How to Ingest Multiple Tables Efficiently

There are a few important considerations when ingesting many tables:

  • Use one database connection.

  • Avoid loading all tables into memory at once, if possible.

  • Ensure additions are atomic. If anything fails, the final state should be the same as the initial state.

Setup

The input data are in CSV files. Each file contains a timestamp column and one value column per device.

from datetime import datetime, timedelta

import numpy as np
import pandas as pd
from chronify import DatetimeRange, Store, TableSchema, CsvTableSchema

store = Store.create_in_memory_db()
resolution = timedelta(hours=1)
time_config = DatetimeRange(
    time_column="timestamp",
    start=datetime(2020, 1, 1, 0),
    length=8784,
    resolution=timedelta(hours=1),
)
src_schema = CsvTableSchema(
    time_config=time_config,
    column_dtypes=[
        ColumnDType(name="timestamp", dtype=DateTime(timezone=False)),
        ColumnDType(name="device1", dtype=Double()),
        ColumnDType(name="device2", dtype=Double()),
        ColumnDType(name="device3", dtype=Double()),
    ],
    value_columns=["device1", "device2", "device3"],
    pivoted_dimension_name="device",
)
dst_schema = TableSchema(
    name="devices",
    value_column="value",
    time_array_id_columns=["id"],
)

Automated through chronfiy

Chronify will manage the database connection and errors.

store.ingest_from_csvs(
    src_schema,
    dst_schema,
    (
        "/path/to/file1.csv",
        "/path/to/file2.csv",
        "/path/to/file3.csv",
    ),
 )

Self-Managed

Open one connection to the database for the duration of your additions.

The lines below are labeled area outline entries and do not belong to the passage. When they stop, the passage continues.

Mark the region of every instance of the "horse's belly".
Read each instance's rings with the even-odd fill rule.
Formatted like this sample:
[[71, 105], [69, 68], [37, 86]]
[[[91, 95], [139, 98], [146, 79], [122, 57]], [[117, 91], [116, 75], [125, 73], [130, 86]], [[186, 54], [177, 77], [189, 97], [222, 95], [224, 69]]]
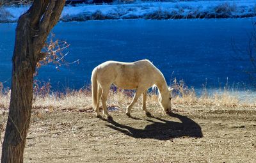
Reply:
[[123, 88], [125, 89], [135, 89], [138, 88], [138, 84], [136, 82], [123, 82], [116, 81], [113, 83], [117, 87]]

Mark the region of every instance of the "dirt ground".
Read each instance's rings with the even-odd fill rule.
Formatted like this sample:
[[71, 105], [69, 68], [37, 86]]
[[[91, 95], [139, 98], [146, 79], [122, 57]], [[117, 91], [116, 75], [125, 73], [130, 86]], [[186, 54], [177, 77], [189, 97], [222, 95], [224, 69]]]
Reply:
[[148, 110], [153, 117], [138, 106], [132, 118], [112, 111], [113, 121], [91, 110], [35, 110], [24, 162], [256, 162], [255, 108]]

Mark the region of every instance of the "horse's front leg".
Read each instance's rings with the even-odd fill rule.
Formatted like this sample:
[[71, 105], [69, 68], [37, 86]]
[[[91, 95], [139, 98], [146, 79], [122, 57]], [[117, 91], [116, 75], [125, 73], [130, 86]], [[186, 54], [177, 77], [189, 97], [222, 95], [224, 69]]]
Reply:
[[126, 115], [128, 116], [131, 116], [130, 113], [131, 110], [132, 109], [132, 107], [133, 105], [134, 105], [135, 102], [137, 102], [138, 98], [140, 97], [141, 93], [143, 92], [143, 89], [137, 89], [136, 92], [135, 93], [134, 97], [133, 97], [132, 102], [127, 106], [126, 109]]
[[109, 91], [109, 88], [108, 87], [106, 87], [102, 88], [102, 95], [101, 97], [101, 102], [102, 103], [103, 107], [103, 114], [108, 116], [108, 118], [112, 119], [112, 116], [109, 115], [108, 113], [107, 105], [106, 104], [108, 99], [108, 95]]
[[150, 113], [148, 111], [146, 107], [146, 100], [148, 90], [146, 89], [142, 94], [142, 110], [145, 112], [147, 116], [151, 116]]

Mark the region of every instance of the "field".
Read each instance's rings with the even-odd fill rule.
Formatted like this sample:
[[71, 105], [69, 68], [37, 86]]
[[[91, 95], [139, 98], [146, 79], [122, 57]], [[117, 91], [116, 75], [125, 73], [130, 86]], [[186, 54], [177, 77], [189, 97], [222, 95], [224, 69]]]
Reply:
[[[152, 98], [147, 105], [152, 117], [145, 115], [139, 102], [128, 118], [128, 98], [118, 103], [110, 97], [109, 103], [116, 104], [109, 107], [112, 121], [95, 118], [88, 103], [34, 106], [24, 162], [255, 162], [255, 106], [176, 100], [166, 114]], [[0, 109], [4, 125], [6, 113]], [[3, 130], [1, 134], [3, 139]]]

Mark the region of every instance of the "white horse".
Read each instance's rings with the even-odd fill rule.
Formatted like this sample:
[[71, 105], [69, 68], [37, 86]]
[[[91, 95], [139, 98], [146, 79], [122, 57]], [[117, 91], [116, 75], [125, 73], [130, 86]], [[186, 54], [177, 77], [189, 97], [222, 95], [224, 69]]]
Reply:
[[142, 109], [147, 116], [151, 115], [146, 108], [146, 98], [148, 89], [154, 85], [156, 85], [160, 91], [158, 98], [164, 111], [168, 113], [172, 109], [172, 90], [168, 88], [163, 74], [147, 59], [132, 63], [104, 62], [93, 69], [91, 80], [93, 107], [98, 118], [101, 118], [99, 109], [101, 98], [104, 114], [108, 118], [112, 118], [106, 104], [112, 84], [123, 89], [136, 91], [132, 102], [126, 109], [128, 116], [131, 116], [131, 108], [141, 94]]

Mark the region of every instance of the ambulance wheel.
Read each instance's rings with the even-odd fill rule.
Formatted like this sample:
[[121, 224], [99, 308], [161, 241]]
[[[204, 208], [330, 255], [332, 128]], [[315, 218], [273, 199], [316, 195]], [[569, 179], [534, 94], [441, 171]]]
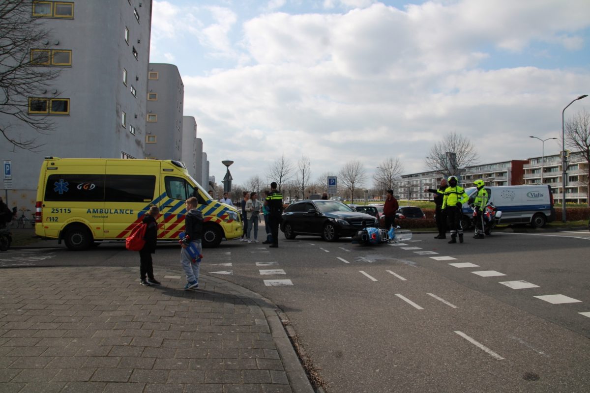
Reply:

Handle errors.

with store.engine.connect() as conn:
    try:
        store.ingest_from_csv(src_schema, dst_schema, "/path/to/file1.csv")
        store.ingest_from_csv(src_schema, dst_schema, "/path/to/file2.csv")
        store.ingest_from_csv(src_schema, dst_schema, "/path/to/file3.csv")
    except Exception:
        conn.rollback()